Yeon Seok Kim has been studying in the Department of Electronic Engineering at
Gangneung-Wonju National University (GWNU, Korea) from 2019 to 2023, also he has now
been working on M.S. course at GWNU. His current research interests include MOS devices
for DRAM memory at the Nanoscale Semiconductor Research Laboratory (NSRL) according
to Professor Myung-Hyun Baek.
Joon Hyeong Park received his Ph.D. degree from the Department of Agricultural
and Biological Engineering at Purdue University (West Lafayette, IN, USA) in 2016.
In 2016, he joined Birck Nanotechnology Center as a research engineer. His research
focuses on lithography process, atomic force microscopy, and 2D material.

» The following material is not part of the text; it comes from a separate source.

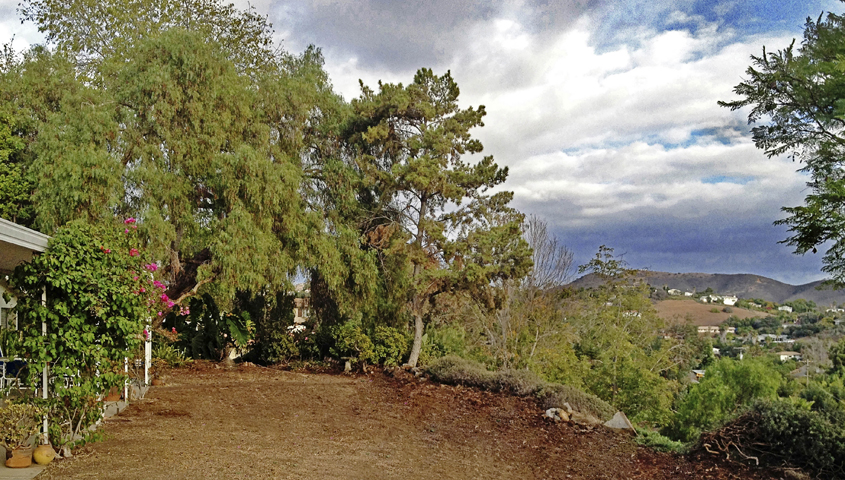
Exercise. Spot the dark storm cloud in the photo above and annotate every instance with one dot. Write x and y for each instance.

Jiseok Kwon received his Ph.D. degree from the Department of Electrical and Computer
Engineering at Purdue University (West Lafayette, IN, USA) in 2019. After Ph. D.,
he worked at Samsung semiconductor R & D center as a staff engineer from 2020 to 2023.
In 2023, he joined The Catholic University of Korea (CUK, Korea) as an assistant professor
in the school of Information, Communications and Electronic Engineering. His research
focuses on the experimental characterization of novel nano materials and fabrication
of high performance, low power electronic devices. He also works on device and circuit
modeling and optimization of novel nano transistors for RF applications.
Myung-Hyun Baek received his B.S degree in electrical engineering from Seoul National
University (SNU), Seoul, Korea, in 2013, and his Ph.D. degree in Electrical and Computer
Engineering from SNU, Seoul, Korea, in 2020. He worked at Samsung Electronics Co.,
Ltd. (Hwasung, Korea) as a Staff Engineer from 2020 to 2023. In 2023, he joined Gangneung-Wonju
National University (GWNU, Korea) as an assistant professor in the Department of Electronics
and Semiconductor Engineering. His main research interests are nonvolatile memory
technologies and neuromorphic systems.